Дело Дрейфуса очень помогло ему перейти в своих суждениях о свете «от снисходительности к смелости». [93] Став в своей плодотворной безвестности, незаметно почти для всех, с помощью чтения, работы и врожденного вкуса одним из лучших мастеров французской прозы, он разбирал механизм самых известных стилей вплоть до того, что мог пародировать их с таким совершенством, о котором Жюль Леметр сказал: «После этого не осмелишься больше писать; это не просто необычайно, это пугает…» Он был явно одним из самых начитанных людей своего времени, чье литературное призвание уже властно заявило о себе. Однако он приближался к тридцати, а все еще не сделал себе имя и даже не пытался самоутвердиться. Почему он оставался на обочине жизни?

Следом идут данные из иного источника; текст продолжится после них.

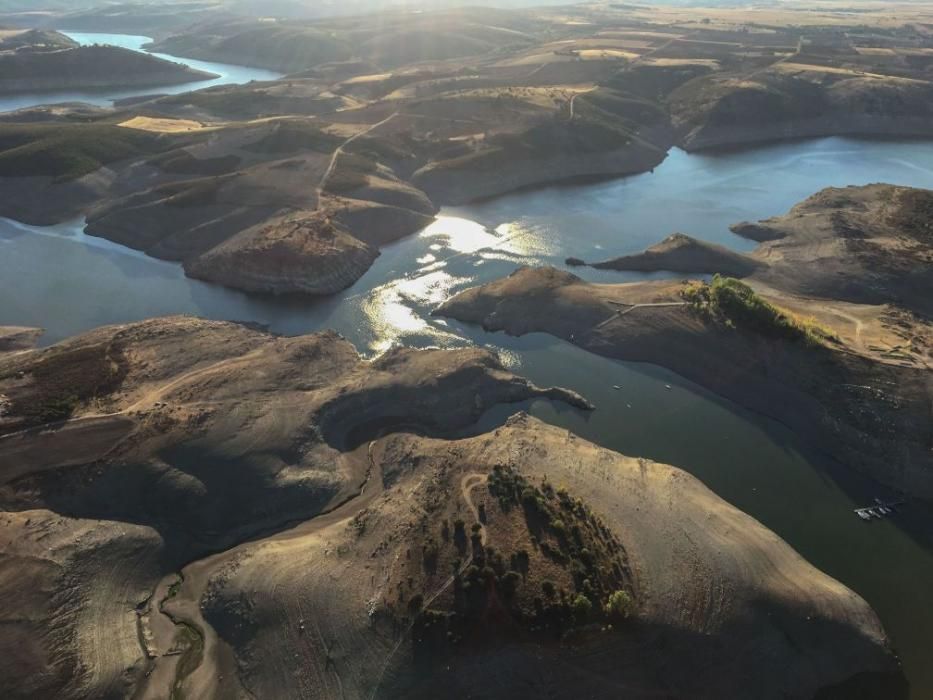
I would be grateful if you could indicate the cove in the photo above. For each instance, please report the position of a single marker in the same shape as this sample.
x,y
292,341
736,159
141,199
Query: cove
x,y
67,282
228,74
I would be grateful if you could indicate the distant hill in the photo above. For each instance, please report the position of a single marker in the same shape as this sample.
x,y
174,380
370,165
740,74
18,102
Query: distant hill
x,y
30,68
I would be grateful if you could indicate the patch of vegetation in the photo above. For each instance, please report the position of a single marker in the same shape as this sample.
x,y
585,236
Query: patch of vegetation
x,y
350,173
914,215
64,378
500,592
71,151
736,305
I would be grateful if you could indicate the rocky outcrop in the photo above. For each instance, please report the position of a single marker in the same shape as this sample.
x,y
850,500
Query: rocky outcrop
x,y
297,253
681,253
497,172
874,417
90,67
729,110
183,437
709,585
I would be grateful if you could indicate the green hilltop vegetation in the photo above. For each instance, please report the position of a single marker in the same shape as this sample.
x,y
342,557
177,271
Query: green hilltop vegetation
x,y
737,305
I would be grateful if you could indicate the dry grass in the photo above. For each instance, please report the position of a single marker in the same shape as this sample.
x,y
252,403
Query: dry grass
x,y
162,125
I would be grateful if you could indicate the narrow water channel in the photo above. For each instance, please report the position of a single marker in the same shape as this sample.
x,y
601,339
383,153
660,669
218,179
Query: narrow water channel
x,y
67,282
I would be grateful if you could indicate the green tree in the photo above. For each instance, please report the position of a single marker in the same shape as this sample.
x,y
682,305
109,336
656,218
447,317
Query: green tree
x,y
582,607
619,605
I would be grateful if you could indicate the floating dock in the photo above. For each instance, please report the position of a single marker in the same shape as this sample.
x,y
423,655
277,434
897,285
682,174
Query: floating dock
x,y
881,509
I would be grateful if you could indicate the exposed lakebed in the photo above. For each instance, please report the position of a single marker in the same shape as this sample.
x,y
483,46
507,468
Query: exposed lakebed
x,y
66,282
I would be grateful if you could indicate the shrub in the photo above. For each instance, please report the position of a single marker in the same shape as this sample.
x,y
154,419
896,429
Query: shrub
x,y
581,607
619,605
737,305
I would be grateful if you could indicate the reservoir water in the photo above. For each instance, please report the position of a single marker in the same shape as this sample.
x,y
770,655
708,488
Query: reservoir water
x,y
226,73
66,282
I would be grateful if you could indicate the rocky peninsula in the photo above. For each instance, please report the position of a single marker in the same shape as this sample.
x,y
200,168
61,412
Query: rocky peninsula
x,y
297,491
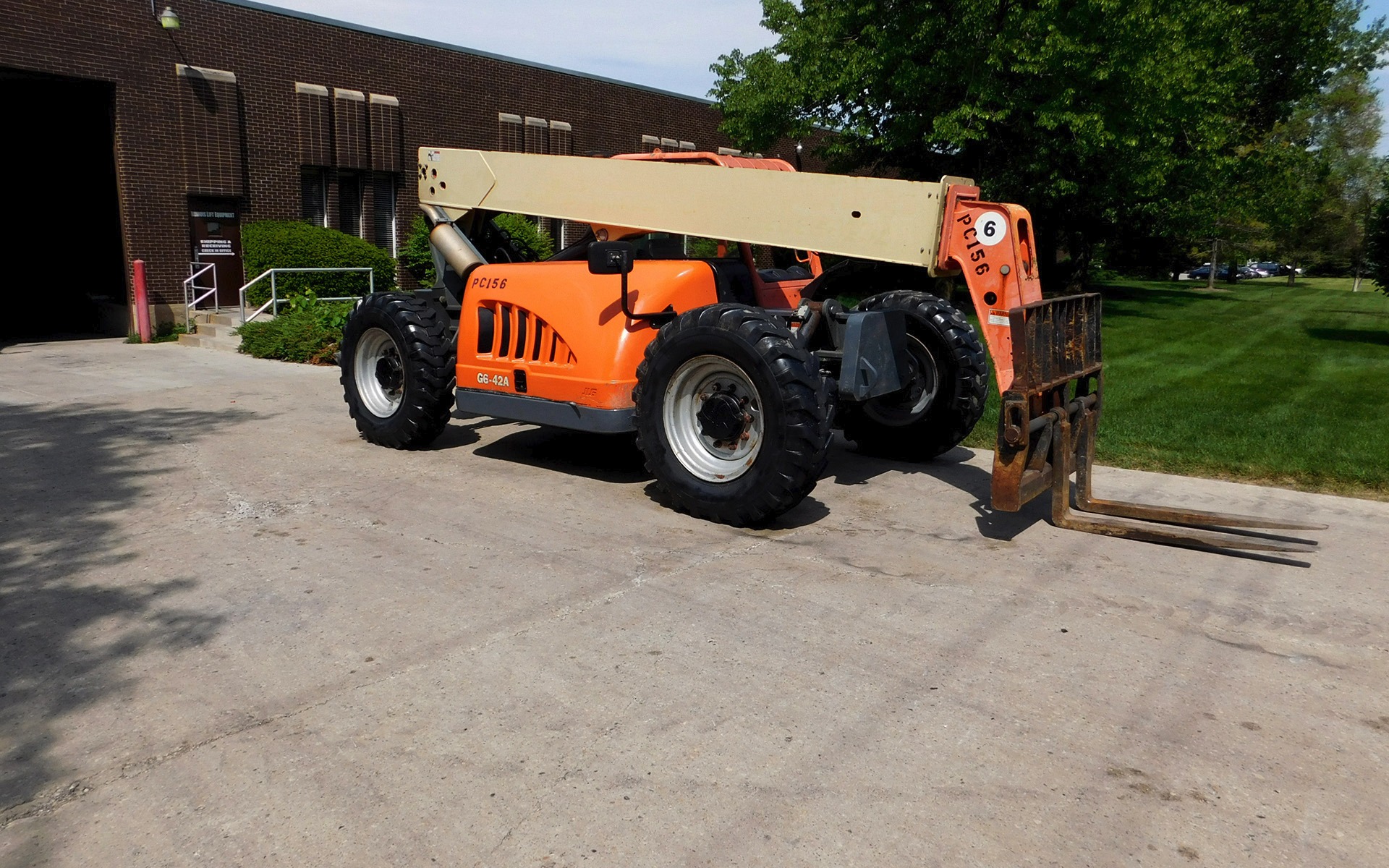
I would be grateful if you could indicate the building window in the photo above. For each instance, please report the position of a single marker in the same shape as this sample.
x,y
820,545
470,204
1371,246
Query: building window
x,y
537,137
386,140
510,135
383,211
349,203
561,139
313,195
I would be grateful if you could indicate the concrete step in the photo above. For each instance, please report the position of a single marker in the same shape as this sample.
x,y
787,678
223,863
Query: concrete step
x,y
211,342
217,330
229,320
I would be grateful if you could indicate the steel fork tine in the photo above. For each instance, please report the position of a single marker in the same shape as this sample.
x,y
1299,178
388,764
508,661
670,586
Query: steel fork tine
x,y
1092,519
1085,502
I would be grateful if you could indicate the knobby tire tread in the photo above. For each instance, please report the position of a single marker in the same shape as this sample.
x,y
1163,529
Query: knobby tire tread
x,y
948,422
422,335
785,475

Потому что бежал от самого себя. «Принять самого себя — это первое условие писательства». [94] Как заставить родник забить, если отказываются копать в сторону водоносного слоя? Пруст все еще отказывался признать себя, и его рассеяние имело главной целью уклониться от самовыражения. Между семейным культом примерного ребенка и его тайной жизнью было слишком большое расстояние, чтобы он мог отважиться на этот прыжок. Множество истин, касающихся страстей, характеров, нравов, теснились в нем, но он открыл их в заурядных или достойных презрения любовных увлечениях; это подозрительное происхождение отвращало его от того, чтобы говорить о них. Чтобы сделать большую книгу, ему нужно было понять, что материалом этого произведения как раз и должны стать фривольные радости и постыдные, тайные страдания, которые человек пытался отбросить, но романист откладывал про запас, так же бессознательно, как зерно накапливает необходимые вещества, которые питают растение.

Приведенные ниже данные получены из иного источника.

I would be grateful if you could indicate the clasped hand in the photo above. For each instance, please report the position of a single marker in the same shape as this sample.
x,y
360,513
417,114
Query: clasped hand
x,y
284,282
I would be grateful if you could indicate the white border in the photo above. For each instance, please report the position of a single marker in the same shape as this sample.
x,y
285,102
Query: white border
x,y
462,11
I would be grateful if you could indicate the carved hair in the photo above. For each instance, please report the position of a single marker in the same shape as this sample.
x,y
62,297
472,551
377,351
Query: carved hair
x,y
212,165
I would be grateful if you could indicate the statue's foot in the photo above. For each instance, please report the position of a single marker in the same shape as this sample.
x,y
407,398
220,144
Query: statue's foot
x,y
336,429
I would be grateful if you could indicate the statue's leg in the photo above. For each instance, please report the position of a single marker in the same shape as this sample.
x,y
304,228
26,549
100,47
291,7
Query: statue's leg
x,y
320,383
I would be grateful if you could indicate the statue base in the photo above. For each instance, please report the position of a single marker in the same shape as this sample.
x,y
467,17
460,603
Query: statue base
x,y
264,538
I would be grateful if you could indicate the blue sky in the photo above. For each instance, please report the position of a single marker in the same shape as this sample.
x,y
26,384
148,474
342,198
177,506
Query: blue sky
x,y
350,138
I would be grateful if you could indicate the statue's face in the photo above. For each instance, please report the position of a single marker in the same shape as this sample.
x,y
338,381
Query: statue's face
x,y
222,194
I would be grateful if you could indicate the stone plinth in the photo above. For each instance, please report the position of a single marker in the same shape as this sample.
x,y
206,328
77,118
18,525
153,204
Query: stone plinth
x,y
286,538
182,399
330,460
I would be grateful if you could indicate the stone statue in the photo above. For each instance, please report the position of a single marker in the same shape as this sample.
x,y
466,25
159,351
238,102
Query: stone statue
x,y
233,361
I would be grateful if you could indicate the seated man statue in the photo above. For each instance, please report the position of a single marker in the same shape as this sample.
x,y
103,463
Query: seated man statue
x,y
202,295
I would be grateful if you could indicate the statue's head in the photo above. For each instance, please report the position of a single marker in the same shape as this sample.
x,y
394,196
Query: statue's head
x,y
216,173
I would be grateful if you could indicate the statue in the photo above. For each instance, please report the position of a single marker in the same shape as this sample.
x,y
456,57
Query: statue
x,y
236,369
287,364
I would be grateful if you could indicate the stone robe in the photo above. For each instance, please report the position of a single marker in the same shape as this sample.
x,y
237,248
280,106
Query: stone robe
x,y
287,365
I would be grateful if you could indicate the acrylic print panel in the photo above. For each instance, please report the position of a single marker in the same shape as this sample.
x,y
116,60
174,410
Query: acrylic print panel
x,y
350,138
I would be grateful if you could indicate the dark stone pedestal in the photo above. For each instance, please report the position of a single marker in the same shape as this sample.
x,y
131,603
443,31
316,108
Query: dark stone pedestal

Как и во времена Илье, он продолжал причащаться природой, искусством, жизнью в глубокие минуты, когда все его существо «входило, так сказать, в состояние транса». Однажды Рейнальдо Ан стал свидетелем одного из таких моментов, когда ум и чувствительность Марселя «добирались до корней вещей». Оба друга, прогуливаясь по саду, прошли мимо бордюра из кустов бенгальских роз, как вдруг Марсель с детской и немного печальной кротостью в голосе сказал: «Вас не рассердит, если я ненадолго отстану? Мне бы хотелось еще раз взглянуть на эти розы…» Рейнальдо оставил его, обошел вокруг замка и вновь обнаружил Марселя на том же месте, пристально глядящим на розы:
«Склонив голову, с серьезным лицом, он моргал глазами, слегка нахмурив брови, словно на чем-то напряженно сосредоточившись, и левой рукой упрямо заталкивал меж губ кончик своего недлинного черного уса, который покусывал. Я почувствовал, что он слышит мое приближение, видит меня, но не хочет ни говорить, ни двигаться. Я прошел мимо, не проронив ни слова. Примерно через минуту я услышал, как он меня окликает. Я обернулся: он бежал ко мне. Догнав, спросил, «не сержусь ли я». Я его успокоил со смехом, и мы возобновили нашу прерванную беседу. Я не задал ему ни одного вопроса об этом эпизоде с розами. Не отпустил ни единого замечания, ни единой шутки. Я смутно понимал, что не надо…[95]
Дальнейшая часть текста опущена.